W3C has introduced a new font format as part of the SVG recommendation. This font format is in need of mechanisms for dealing with complex script-rendering issues just as much as any other font technololgy, such as TrueType. What is distinctive about SVG fonts, however, is that they are represented entirely as XML documents and so require a means of declarative definition that is amenable to textual representation. This would apply as well to any information added to a font to support complex script-rendering processing. Interestingly, a declarative, textual representation of complex script-rendering behaviours could facilitate implementations that are non-script-specific, meaning that the dichotomy between major scripts and lesser-known scripts would disappear.

To advance I18N issues on the web, therefore, additional work on SVG is in need to provide support for glyph transformations as needed for rendering complex scripts. Most existing technologies (e.g. OpenType) are not especially amenable to textual representation using XML, however. On the other hand, SIL International has developed a complex script-rendering technology known as Graphite that may provide exactly what is needed. Specifically, one of the components of the Graphite technology is the Graphite Description Language, a high-level language for describing visual script behaviours. The GDL language uses a pattern match / replacement processing model akin to that used for XSLT. While GDL was not written as an application of XML, the language is certainly amenable to an XML-based represenation, and we have begun to create an equivalent description language using XML.

2. Issues related to language identification

W3C protocols have relied on the Internet recommendation RFC 3066 and, indirectly, the ISO 639 family of standards. These have been adequate for many common needs, but users are increasingly encountering their limitations. The sources of limitation are, I believe, threefold:

a) Categories in ISO 639 are not defined on a consistent basis and are poorly documented, hence users often do not know what an identifier is supposed to mean and when it is appropriate to use it.

b) Language coverage falls far short of what users are needing.

c) "Language" tagging is applied to data in the absense of any ontological model for what kinds of language-related categories information should be labelled. We use terms such as "language" and "locale", but often it is unclear what it is we are trying to qualify about data and, therefore, what the appropriate way is to indicate such qualification. A careful analysis would probably indicate that in some situations users do want to identify language while in other cases they want to specify a writing system or perhaps an orthography. Currently, identifiers for such distinctions are typically coined in ad hoc ways.

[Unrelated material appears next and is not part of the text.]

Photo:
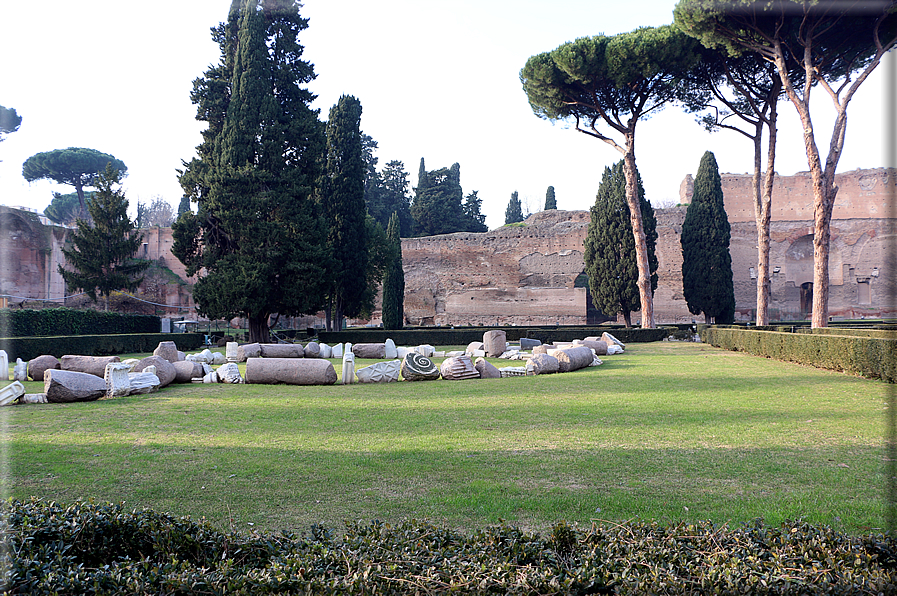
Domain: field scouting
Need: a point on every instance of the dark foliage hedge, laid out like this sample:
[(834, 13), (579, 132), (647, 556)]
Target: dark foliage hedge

There are significant improvements with regard to language identification that are needed within IT as a whole. Some of these lie beyond the scope of W3C I18N activity (e.g. addressing problems of documentation in ISO 639). On the other hand, it may well be in scope to address the lack of an ontological model for language-related categories. This would entail a document that provides operational definitions for terms such as "language", "writing system" and "locale" and clarifies the relationship between them, and that clarifies under what circumstances identification in relation to each of these kinds of category may be appropriate or necessary.